Методологической основой нашего сопоставительного изучения теккереевского и тургенев- ского вариантов la femme fatale и ее судьбы в современном ей обществе в этих романах является не столько изучение использования одним писателем опыта другого, к чему может толкать пятнадцатилетняя разница выхода произведений в свет, сколько осмысление того, что Д. Дюришин называет «влиянием эстетических идей» [Дюришин 1979: 144], явлением, диктуемым «закономерностями всеобщего порядка» [Дюришин 1979: 173], иначе говоря – генетической общностью и проявлением всеобщего в единичном, особенном, общемирового литературного явления в национальном литературном преломлении.
Действительно, для генетико-типологического сравнения темы трудной любви и образов «роковой женщины» в двух обозначенных романах Теккерея и Тургенева, как и для сопоставления самих романов, есть немало оснований.
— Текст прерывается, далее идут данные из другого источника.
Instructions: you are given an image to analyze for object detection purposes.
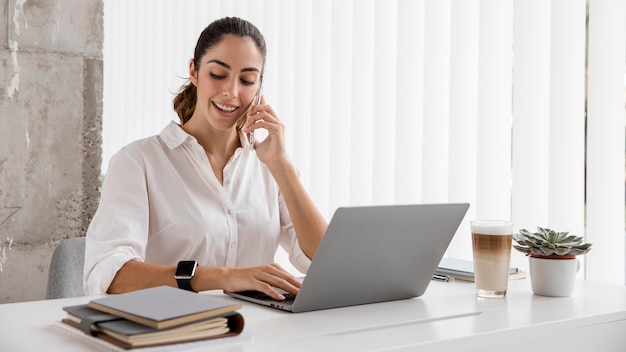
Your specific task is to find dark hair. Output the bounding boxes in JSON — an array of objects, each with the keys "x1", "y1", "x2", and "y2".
[{"x1": 173, "y1": 17, "x2": 266, "y2": 124}]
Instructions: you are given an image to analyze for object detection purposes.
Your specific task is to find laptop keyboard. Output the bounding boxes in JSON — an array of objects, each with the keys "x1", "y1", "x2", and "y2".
[{"x1": 237, "y1": 290, "x2": 297, "y2": 304}]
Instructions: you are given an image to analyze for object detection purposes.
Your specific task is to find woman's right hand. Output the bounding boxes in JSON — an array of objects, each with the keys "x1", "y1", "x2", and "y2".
[
  {"x1": 108, "y1": 260, "x2": 301, "y2": 299},
  {"x1": 217, "y1": 263, "x2": 302, "y2": 300}
]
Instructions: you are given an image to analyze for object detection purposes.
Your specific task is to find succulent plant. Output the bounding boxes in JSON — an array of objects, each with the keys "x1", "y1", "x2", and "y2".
[{"x1": 513, "y1": 227, "x2": 592, "y2": 257}]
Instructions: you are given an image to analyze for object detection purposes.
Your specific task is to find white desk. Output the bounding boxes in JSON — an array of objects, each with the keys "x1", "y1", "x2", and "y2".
[{"x1": 1, "y1": 278, "x2": 625, "y2": 351}]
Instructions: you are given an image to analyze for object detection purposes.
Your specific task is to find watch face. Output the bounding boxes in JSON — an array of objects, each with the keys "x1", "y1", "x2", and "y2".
[{"x1": 175, "y1": 261, "x2": 197, "y2": 277}]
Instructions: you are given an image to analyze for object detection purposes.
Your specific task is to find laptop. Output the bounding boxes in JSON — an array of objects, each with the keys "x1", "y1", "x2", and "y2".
[{"x1": 225, "y1": 203, "x2": 469, "y2": 313}]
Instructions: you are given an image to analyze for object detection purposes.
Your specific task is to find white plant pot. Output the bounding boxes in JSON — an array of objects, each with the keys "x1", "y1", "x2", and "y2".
[{"x1": 529, "y1": 256, "x2": 579, "y2": 297}]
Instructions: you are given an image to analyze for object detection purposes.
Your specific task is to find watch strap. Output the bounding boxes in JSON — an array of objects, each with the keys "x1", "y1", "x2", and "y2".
[{"x1": 175, "y1": 277, "x2": 195, "y2": 292}]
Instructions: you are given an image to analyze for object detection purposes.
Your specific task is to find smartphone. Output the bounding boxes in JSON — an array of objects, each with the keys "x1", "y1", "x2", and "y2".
[
  {"x1": 249, "y1": 87, "x2": 262, "y2": 148},
  {"x1": 237, "y1": 87, "x2": 262, "y2": 148}
]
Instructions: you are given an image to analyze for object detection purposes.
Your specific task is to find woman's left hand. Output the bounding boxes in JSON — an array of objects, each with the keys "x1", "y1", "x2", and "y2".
[
  {"x1": 244, "y1": 96, "x2": 289, "y2": 166},
  {"x1": 245, "y1": 96, "x2": 327, "y2": 260}
]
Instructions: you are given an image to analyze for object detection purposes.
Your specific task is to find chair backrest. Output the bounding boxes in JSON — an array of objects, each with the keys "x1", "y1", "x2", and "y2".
[{"x1": 46, "y1": 237, "x2": 86, "y2": 299}]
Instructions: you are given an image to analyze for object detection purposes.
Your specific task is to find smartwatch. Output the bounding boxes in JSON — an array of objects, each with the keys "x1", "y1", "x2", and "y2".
[{"x1": 174, "y1": 260, "x2": 198, "y2": 292}]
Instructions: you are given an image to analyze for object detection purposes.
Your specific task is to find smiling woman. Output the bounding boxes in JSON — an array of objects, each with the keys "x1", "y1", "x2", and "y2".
[
  {"x1": 179, "y1": 32, "x2": 264, "y2": 182},
  {"x1": 89, "y1": 15, "x2": 328, "y2": 299},
  {"x1": 102, "y1": 0, "x2": 625, "y2": 285},
  {"x1": 173, "y1": 19, "x2": 265, "y2": 128}
]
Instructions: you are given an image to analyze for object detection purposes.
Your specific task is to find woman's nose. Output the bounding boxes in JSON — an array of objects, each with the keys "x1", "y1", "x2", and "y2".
[{"x1": 222, "y1": 79, "x2": 238, "y2": 98}]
Во-первых, в обоих случаях доминирует мужской взгляд на образ «роковой женщины», пусть повествовательно и реализованный по-разному: у Теккерея Ich-erzählung мемуарного типа, хотя время от времени вспоминающий события своего детства, отрочества и молодости Эсмонд смотрит на всё это как бы «со стороны», с высоты прожитого, а потому часто о самом себе тогдашнем говорит «он», «Гарри», «полковник» и т. п.; у Тургенева – казалось бы абсолютное Sie-erzählung, но дистанция между автором и героем настолько мала, что порою, как и в случае с Эсмондом, мы оказываемся внутри перспективы видения событий, их оценки главным героем Григорием Литвиновым. Очевидна доминанта интроспективизации повествования у того и у другого, хотя и в разных жанрах, с разной степенью имплицитности/эксплицитности и концентрации. Думается, что суждение одного из первых толкователей Теккерея Р. М. Роскоу о нем справедливо и по отношению к Тургеневу: «…глубокие и чувствительные ощущения делают его восприимчивым к той сфере, которая лежит на границе между душевными волнениями и интеллектом…» (цит. по: [Проскурнин, Яшенькина 1998: 212]). Этой мысли классика мирового теккерееведения вторит современная исследовательница, когда говорит о том, что в «Генри Эсмонде» «Теккерей создает интроспективное, очень интимное произведение, выдержанное в лирическом ключе» [Catalan 2009: 105]. Как известно, герои романов Тургенева изначально глубоко и по-тургеневски особо психологичны. Г. М. Ребель, один из авторитетных современных знатоков творчества писателя, справедливо отмечает особенность его психологизма, придающего всему повествованию особый лирический лад, в том, что образ героя у Тургенева «создает- ся при помощи очень деликатного, неброского, рассеянного (разбросанного по тексту), многосоставного, филигранного, сложного психологического рисунка, существенными элементами которого являются в совокупности все проявления героя в их взаимодействии и взаимокорректи-ровке… <…> то есть вся полнота геройного существования в художественном мире произведения…» [Ребель 2007:156]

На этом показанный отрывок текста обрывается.